AirASia Flight QZ8501: Three More Bodies Recovered Amid Search For Missing Plane
Three more bodies were found early Wednesday during Indonesia’s search for AirAsia Flight QZ8501, which lost contact with air traffic control Sunday en route to Singapore. Wreckage from the missing plane was first spotted in the waters off Indonesia on Tuesday, according to Singapore newspaper the Straits Times.
Two of the bodies were male and one was a female dressed in an air stewardess uniform, the chief of Indonesia’s search and rescue agency BASARNAS told The Straits Times. So far, six bodies -- three men and three women -- have been recovered since Indonesian rescuers began searching for the AirAsia plane carrying 162 people.

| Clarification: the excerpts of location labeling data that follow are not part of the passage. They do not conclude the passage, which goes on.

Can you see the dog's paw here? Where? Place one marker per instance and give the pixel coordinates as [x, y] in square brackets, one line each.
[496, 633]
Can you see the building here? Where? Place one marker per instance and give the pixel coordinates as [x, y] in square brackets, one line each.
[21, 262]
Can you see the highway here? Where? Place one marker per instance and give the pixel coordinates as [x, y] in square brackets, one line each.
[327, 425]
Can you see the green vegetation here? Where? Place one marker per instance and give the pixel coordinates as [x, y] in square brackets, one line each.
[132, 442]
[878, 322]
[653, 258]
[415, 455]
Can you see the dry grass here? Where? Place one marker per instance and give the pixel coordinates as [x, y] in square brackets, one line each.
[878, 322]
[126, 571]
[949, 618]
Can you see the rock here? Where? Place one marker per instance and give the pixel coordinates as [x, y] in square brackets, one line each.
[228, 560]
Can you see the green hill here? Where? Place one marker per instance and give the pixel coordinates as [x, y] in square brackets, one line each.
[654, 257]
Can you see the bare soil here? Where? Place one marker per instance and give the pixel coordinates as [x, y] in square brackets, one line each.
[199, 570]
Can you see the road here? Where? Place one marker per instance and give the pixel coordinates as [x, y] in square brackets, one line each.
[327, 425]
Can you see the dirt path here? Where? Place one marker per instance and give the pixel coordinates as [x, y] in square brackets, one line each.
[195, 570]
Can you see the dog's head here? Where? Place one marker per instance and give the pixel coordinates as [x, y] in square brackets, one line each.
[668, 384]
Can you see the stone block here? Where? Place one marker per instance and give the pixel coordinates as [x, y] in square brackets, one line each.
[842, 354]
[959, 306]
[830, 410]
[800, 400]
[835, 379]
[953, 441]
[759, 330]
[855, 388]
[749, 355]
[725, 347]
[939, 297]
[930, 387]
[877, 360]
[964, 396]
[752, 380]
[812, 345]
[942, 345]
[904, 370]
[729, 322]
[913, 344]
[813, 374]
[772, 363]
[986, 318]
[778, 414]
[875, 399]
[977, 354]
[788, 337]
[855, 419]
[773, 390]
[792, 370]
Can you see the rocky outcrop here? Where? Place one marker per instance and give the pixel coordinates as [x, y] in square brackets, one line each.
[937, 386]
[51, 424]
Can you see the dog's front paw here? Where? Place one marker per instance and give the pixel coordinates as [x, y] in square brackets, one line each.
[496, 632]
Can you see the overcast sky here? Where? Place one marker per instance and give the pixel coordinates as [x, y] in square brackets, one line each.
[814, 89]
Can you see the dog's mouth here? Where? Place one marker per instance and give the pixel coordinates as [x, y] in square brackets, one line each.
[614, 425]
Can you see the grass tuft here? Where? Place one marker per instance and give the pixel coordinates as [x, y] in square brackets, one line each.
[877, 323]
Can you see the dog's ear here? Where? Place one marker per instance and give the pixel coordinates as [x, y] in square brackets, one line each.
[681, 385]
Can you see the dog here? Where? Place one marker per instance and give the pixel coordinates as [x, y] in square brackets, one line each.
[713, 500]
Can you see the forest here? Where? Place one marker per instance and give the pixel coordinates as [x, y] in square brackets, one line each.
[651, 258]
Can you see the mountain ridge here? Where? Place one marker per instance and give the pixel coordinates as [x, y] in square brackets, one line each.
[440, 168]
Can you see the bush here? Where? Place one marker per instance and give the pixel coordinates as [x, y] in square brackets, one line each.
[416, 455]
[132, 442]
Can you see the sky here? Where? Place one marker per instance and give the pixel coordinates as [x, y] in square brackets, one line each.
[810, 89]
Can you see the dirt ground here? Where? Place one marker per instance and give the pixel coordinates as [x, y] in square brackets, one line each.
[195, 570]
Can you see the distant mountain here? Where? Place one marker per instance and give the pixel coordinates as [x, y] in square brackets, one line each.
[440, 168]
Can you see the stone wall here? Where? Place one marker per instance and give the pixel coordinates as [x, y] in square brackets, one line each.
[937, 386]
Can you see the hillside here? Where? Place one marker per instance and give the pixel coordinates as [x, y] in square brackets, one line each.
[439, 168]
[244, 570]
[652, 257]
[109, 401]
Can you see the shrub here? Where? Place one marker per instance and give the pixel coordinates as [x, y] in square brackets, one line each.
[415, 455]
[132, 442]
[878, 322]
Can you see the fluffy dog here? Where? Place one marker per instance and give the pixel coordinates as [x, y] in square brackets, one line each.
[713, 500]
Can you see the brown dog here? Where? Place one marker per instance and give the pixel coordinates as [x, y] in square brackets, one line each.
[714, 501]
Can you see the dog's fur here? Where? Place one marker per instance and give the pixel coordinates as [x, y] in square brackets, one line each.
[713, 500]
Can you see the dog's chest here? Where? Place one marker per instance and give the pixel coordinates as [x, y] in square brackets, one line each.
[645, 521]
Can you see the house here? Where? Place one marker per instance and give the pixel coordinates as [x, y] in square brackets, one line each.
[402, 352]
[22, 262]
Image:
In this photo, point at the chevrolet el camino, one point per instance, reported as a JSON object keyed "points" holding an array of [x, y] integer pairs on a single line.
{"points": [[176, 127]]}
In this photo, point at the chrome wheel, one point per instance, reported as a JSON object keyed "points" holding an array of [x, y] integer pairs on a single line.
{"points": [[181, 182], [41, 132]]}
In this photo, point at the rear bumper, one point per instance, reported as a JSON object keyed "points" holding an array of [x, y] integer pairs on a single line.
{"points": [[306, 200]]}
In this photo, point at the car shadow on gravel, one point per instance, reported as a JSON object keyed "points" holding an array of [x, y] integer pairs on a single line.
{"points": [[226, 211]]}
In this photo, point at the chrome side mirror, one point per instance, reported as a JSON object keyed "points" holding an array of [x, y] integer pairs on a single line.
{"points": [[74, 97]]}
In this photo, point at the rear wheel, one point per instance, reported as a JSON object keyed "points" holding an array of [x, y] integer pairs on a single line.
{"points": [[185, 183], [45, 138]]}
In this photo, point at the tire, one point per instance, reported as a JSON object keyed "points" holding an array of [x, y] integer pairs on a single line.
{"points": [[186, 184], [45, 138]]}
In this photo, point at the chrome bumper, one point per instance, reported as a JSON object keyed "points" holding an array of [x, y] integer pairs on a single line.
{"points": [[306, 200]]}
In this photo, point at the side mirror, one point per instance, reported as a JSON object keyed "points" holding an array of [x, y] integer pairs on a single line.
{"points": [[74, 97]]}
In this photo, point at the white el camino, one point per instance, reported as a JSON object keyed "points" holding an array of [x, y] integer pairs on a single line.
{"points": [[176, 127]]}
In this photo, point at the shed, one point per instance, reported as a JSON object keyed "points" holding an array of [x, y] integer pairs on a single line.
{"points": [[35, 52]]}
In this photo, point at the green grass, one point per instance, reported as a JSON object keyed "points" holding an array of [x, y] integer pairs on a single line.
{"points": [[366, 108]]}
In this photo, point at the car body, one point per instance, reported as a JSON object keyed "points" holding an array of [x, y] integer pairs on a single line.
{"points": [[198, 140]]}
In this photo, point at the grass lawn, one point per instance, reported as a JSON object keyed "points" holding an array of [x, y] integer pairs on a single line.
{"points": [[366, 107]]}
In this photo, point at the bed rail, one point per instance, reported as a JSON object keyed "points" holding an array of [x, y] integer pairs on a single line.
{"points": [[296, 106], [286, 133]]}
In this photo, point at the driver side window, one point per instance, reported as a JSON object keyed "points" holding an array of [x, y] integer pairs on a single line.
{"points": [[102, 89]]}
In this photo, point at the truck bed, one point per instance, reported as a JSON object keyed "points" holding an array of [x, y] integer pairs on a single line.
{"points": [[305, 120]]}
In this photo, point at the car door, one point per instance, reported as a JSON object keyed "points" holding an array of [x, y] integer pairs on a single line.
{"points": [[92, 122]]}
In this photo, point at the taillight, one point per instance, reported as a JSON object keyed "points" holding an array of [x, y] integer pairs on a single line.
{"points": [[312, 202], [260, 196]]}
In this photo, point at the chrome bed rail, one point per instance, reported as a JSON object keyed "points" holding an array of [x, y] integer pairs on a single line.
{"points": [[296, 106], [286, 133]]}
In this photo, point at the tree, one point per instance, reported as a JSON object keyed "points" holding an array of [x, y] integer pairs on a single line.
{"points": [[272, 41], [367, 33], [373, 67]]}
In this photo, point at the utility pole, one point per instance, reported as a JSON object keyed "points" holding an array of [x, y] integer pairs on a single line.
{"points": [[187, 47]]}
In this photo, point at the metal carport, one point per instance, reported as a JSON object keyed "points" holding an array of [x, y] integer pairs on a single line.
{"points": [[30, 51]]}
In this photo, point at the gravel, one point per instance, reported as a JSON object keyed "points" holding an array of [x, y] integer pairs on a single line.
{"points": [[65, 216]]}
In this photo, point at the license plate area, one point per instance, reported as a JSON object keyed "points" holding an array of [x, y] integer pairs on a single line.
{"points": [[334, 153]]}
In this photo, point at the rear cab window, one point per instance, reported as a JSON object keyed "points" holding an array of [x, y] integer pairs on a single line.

The plane has yet to be found and bad weather has stalled search efforts. But investigators continue to scour the Java Sea for more bodies and debris where wreckage was first located, in hopes of determining exactly what went wrong on Dec. 28. Helicopters were temporarily grounded by stormy weather, but nearly 50 divers were deployed into the waters Wednesday to begin searching for the plane. AirAsia's chief executive, Tony Fernandes, told NBC News that BASARNAS was “very confident that it knows more or less the position of the aircraft.”
The international community has offered resources to assist the search. Singapore and Malaysia vessels have been in the area for several days and helped locate debris. The U.S. Navy destroyer USS Sampson arrived Tuesday and will now help pinpoint exact locations of plane parts on Wednesday, according to the Straits Times.
A string of aviation disasters have haunted Malaysians this year. Malaysia Airlines Flight 370 has been missing since March, when it vanished over the South China Sea with 239 people on board. All 298 people on board Malaysia Airlines Flight 17 were killed when the plane was shot down in July, as it flew over pro-Russian separatists-controlled territory in eastern Ukraine. AirAsia Flight QZ8501 belonged to an Indonesian company, but the airline is Malaysian-based. If all aboard the missing AirAsia flight were killed, then the three deadliest plane disasters of 2014 will be linked to Malaysia, according to the New York Times.